Among the enumerations of patient’s rights, I picked this for its universal, humanitarian aspect: “You have the right to: Exercise these rights without regard to sex, economic status, educational background, race, color, religion, ancestry, national origin, sexual orientation, or marital status or the source of payment for care.” The foregoing reflects the all-encompassing proviso in its Code of Ethical Conduct: “The medical center shall provide care without regard to race, color, sex, religion, ancestry, national origin, age, medical condition, physical disability, mental handicap, veteran status, or sexual orientation.”

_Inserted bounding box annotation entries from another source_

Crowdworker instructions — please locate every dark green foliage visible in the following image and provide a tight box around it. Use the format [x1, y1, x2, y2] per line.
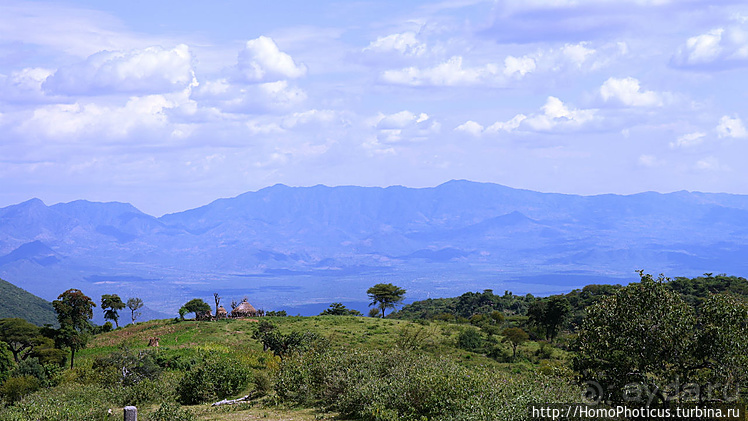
[0, 318, 41, 362]
[265, 310, 288, 317]
[52, 288, 96, 369]
[148, 402, 197, 421]
[0, 279, 57, 326]
[366, 284, 405, 317]
[179, 298, 210, 319]
[319, 303, 362, 316]
[502, 327, 530, 358]
[101, 294, 125, 327]
[92, 347, 161, 387]
[527, 295, 572, 341]
[177, 353, 252, 405]
[275, 349, 579, 421]
[457, 327, 483, 351]
[127, 297, 143, 323]
[0, 376, 41, 404]
[575, 273, 748, 402]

Not having been to another hospital here in the States (heaven forbid another ER rush), we cannot make a comparison except with those in the homeland. True, most hospitals in our country are inadequate in high-tech equipment, but Filipino doctors are topnotch, too, and our nurses are known for their tlc—tender loving care—in alien land where many of them are well employed. The grumpy ones left in Bayan Ko are hard put to drop the grumpiness saddled as they are by heavy work and utterly low pay — they lose the human touch we long for when we are hurting and crying in pain.
Not to forget a word of appreciation to the architect of the Alta Bates Summit Medical Center that stands on a knoll in Berkeley. It was so designed that one walks from end to end on the sixth floor passing a long glass window pane that gives a magnificent view of California’s land mark, the Golden Gate Bridge, and the prison-turned-museum Alcatraz Island.
Lastly, this quote printed in bold in the hospital magazine: “We enhance the health and well being of people in the communities we serve through compassion and excellence.”
Compassionate and excellent care snatched my husband from the jaws of death. What could have been the direst winter in our life turned to a winter full of contentment. Thank you, Alta Bates!